OpenAI Baselines is a set of high-quality implementations of reinforcement learning algorithms.

These algorithms will make it easier for the research community to replicate, refine, and identify new ideas, and will create good baselines to build research on top of. Our DQN implementation and its variants are roughly on par with the scores in published papers. We expect they will be used as a base around which new ideas can be added, and as a tool for comparing a new approach against existing ones. 

## Prerequisites 
Baselines requires python3 (>=3.5) with the development headers. You'll also need system packages CMake, OpenMPI and zlib. Those can be installed as follows
### Ubuntu 
    
```bash
sudo apt-get update && sudo apt-get install cmake libopenmpi-dev python3-dev zlib1g-dev
```
    
### Mac OS X
Installation of system packages on Mac requires [Homebrew](https://brew.sh). With Homebrew installed, run the follwing:
```bash
brew install cmake openmpi
```
    
## Virtual environment
From the general python package sanity perspective, it is a good idea to use virtual environments (virtualenvs) to make sure packages from different projects do not interfere with each other. You can install virtualenv (which is itself a pip package) via
```bash
pip install virtualenv
```
Virtualenvs are essentially folders that have copies of python executable and all python packages.
To create a virtualenv called venv with python3, one runs 
```bash
virtualenv /path/to/venv --python=python3
```
To activate a virtualenv: 
```
. /path/to/venv/bin/activate
```
More thorough tutorial on virtualenvs and options can be found [here](https://virtualenv.pypa.io/en/stable/) 


## Installation
Clone the repo and cd into it:
```bash
git clone https://github.com/openai/baselines.git
cd baselines
```
If using virtualenv, create a new virtualenv and activate it
```bash
    virtualenv env --python=python3
    . env/bin/activate
```
Install baselines package
```bash
pip install -e .
```
### MuJoCo
Some of the baselines examples use [MuJoCo](http://www.mujoco.org) (multi-joint dynamics in contact) physics simulator, which is proprietary and requires binaries and a license (temporary 30-day license can be obtained from [www.mujoco.org](http://www.mujoco.org)). Instructions on setting up MuJoCo can be found [here](https://github.com/openai/mujoco-py)

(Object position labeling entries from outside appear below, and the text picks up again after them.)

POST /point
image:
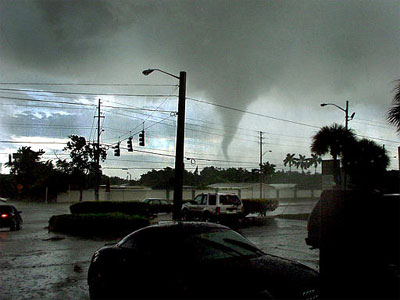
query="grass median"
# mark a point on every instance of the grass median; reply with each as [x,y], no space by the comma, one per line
[97,225]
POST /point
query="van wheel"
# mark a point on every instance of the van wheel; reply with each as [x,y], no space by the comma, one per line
[185,215]
[13,226]
[206,217]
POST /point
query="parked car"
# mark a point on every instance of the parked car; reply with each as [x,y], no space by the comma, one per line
[10,217]
[211,207]
[195,260]
[157,205]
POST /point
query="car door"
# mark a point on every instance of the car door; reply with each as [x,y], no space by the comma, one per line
[196,206]
[155,206]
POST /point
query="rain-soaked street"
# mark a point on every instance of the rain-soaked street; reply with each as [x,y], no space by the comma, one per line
[36,264]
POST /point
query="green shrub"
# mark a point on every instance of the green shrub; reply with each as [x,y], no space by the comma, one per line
[96,207]
[97,225]
[259,205]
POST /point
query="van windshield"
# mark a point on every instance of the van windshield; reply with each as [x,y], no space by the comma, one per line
[229,200]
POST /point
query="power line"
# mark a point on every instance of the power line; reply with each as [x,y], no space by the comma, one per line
[252,113]
[84,104]
[89,94]
[86,84]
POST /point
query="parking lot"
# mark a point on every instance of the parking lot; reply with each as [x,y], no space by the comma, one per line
[36,264]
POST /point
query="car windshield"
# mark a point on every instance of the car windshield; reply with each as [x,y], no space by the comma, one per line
[5,209]
[229,200]
[220,244]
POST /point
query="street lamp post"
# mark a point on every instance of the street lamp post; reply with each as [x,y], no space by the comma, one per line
[180,141]
[346,125]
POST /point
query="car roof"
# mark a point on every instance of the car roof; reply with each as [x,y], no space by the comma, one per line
[185,226]
[6,205]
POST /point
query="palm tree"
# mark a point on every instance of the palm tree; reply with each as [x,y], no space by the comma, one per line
[302,162]
[366,164]
[334,140]
[315,160]
[290,160]
[393,115]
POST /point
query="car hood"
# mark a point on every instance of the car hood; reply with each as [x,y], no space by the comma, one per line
[283,277]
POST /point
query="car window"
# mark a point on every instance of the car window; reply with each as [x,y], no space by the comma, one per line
[212,199]
[229,200]
[198,199]
[5,209]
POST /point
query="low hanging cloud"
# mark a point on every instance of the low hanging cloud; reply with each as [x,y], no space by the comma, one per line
[234,51]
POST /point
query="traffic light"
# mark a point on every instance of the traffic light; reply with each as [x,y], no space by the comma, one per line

## Testing the installation
All unit tests in baselines can be run using pytest runner:
```
pip install pytest
pytest
```

## Subpackages

## Testing the installation
All unit tests in baselines can be run using pytest runner:
```
pip install pytest
pytest
```

## Training models
Most of the algorithms in baselines repo are used as follows:
```bash
    python -m baselines.run --alg=<name of the algorithm> --env=<environment_id> [additional arguments]
```
### Example 1. PPO with MuJoCo Humanoid
For instance, to train a fully-connected network controlling MuJoCo humanoid using a2c for 20M timesteps
```bash
    python -m baselines.run --alg=a2c --env=Humanoid-v2 --network=mlp --num_timesteps=2e7
```
Note that for mujoco environments fully-connected network is default, so we can omit `--network=mlp`
The hyperparameters for both network and the learning algorithm can be controlled via the command line, for instance:
```bash
    python -m baselines.run --alg=a2c --env=Humanoid-v2 --network=mlp --num_timesteps=2e7 --ent_coef=0.1 --num_hidden=32 --num_layers=3 --value_network=copy
```
will set entropy coeffient to 0.1, and construct fully connected network with 3 layers with 32 hidden units in each, and create a separate network for value function estimation (so that its parameters are not shared with the policy network, but the structure is the same)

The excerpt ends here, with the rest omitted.